If you die without making a will, state law will determine what happens to your property. Your property will be distributed to your spouse and children or, if you have neither, to other relatives according to a statutory formula.

Stim says most of us do not need a lawyer to make a will. It rarely involves complicated legal rules, and most people can draft their own will with the air of a good self-help book or software program.

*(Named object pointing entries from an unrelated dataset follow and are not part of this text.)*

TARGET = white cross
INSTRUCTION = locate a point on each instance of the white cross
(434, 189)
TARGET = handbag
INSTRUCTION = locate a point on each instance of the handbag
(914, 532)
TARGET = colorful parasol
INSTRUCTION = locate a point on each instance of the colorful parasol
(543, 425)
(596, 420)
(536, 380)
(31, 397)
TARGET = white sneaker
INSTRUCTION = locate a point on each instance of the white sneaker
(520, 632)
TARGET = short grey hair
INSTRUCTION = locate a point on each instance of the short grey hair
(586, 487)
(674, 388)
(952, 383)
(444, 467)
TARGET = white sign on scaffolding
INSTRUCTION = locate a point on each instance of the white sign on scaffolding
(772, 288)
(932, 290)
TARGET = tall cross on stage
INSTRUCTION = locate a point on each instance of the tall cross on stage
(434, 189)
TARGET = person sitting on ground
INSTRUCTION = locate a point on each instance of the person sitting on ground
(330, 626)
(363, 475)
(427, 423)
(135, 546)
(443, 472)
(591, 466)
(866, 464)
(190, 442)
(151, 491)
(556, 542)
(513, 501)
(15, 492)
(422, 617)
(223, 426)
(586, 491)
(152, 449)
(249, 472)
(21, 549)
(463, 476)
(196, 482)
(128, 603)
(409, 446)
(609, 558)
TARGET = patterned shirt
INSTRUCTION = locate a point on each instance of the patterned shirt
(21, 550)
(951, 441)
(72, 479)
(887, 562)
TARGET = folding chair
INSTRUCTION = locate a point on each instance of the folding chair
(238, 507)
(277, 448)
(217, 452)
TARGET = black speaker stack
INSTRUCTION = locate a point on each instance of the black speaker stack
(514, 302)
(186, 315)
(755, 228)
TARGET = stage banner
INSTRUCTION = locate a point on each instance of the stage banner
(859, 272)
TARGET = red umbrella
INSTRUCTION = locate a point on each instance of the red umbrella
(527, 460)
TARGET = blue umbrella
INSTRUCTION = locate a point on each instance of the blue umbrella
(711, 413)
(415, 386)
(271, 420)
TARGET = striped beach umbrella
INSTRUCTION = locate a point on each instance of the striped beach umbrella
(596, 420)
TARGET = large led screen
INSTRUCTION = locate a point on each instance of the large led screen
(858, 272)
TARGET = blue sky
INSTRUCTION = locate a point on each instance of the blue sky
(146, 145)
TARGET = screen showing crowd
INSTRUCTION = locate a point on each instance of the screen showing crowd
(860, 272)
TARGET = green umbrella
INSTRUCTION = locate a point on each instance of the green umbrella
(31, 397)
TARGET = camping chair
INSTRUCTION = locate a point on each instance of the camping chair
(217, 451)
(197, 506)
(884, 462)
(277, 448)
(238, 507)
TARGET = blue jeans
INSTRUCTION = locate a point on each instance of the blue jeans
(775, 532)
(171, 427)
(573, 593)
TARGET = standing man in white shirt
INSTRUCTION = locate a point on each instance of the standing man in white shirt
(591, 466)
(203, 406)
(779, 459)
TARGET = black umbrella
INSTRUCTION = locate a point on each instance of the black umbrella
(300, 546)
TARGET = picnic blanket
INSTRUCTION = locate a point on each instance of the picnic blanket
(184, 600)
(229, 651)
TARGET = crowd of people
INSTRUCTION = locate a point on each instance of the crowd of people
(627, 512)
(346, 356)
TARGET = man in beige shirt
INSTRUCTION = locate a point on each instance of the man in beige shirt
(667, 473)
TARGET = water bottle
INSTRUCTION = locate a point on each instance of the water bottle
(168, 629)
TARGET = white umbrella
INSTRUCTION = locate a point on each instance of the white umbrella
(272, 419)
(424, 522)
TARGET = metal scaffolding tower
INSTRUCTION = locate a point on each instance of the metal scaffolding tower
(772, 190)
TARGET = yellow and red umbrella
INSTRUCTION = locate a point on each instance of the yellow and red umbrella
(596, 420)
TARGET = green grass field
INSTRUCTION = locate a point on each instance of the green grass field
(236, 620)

When it comes to making a will, you may want to consider getting a lawyer if:

  • You think the will might be contested on grounds of fraud, or a claim that you were unduly influenced or weren't of sound mind when you signed it
  • Your estate is high enough to warrant federal estate taxes (in 2004, if your estate was worth more than $1.5 million, it was subject to federal estate taxes)
  • You co-own a business with other people and want to pass on your share of the business to your heirs
  • You need to set up a special-needs trust for a relative who's disabled (to make sure he or she continues to receive government benefits)
  • You do not want to include your spouse as an heir to your will; this usually is not allowed without your spouse's consent, but a lawyer will help you understand your options

Creating a Living Will (Healthcare Directive)
A living will also often referred to as a healthcare directive, is created in case you can no longer communicate for yourself when it comes to your personal affairs. For example, if you get into a car accident and slip into a coma, you want to have someone who you trust making decisions on your behalf. Who would act on our behalf to pay bills, make bank deposits, watch over investments and deal with the paperwork required to collect insurance and government benefits? Who would make arrangements for our medical care and see that our wishes for treatment are carried out?

Stim says this process is very simple and can save everyone a lot of time and aggravation should a situation arise. The forms that need to be completed are straightforward.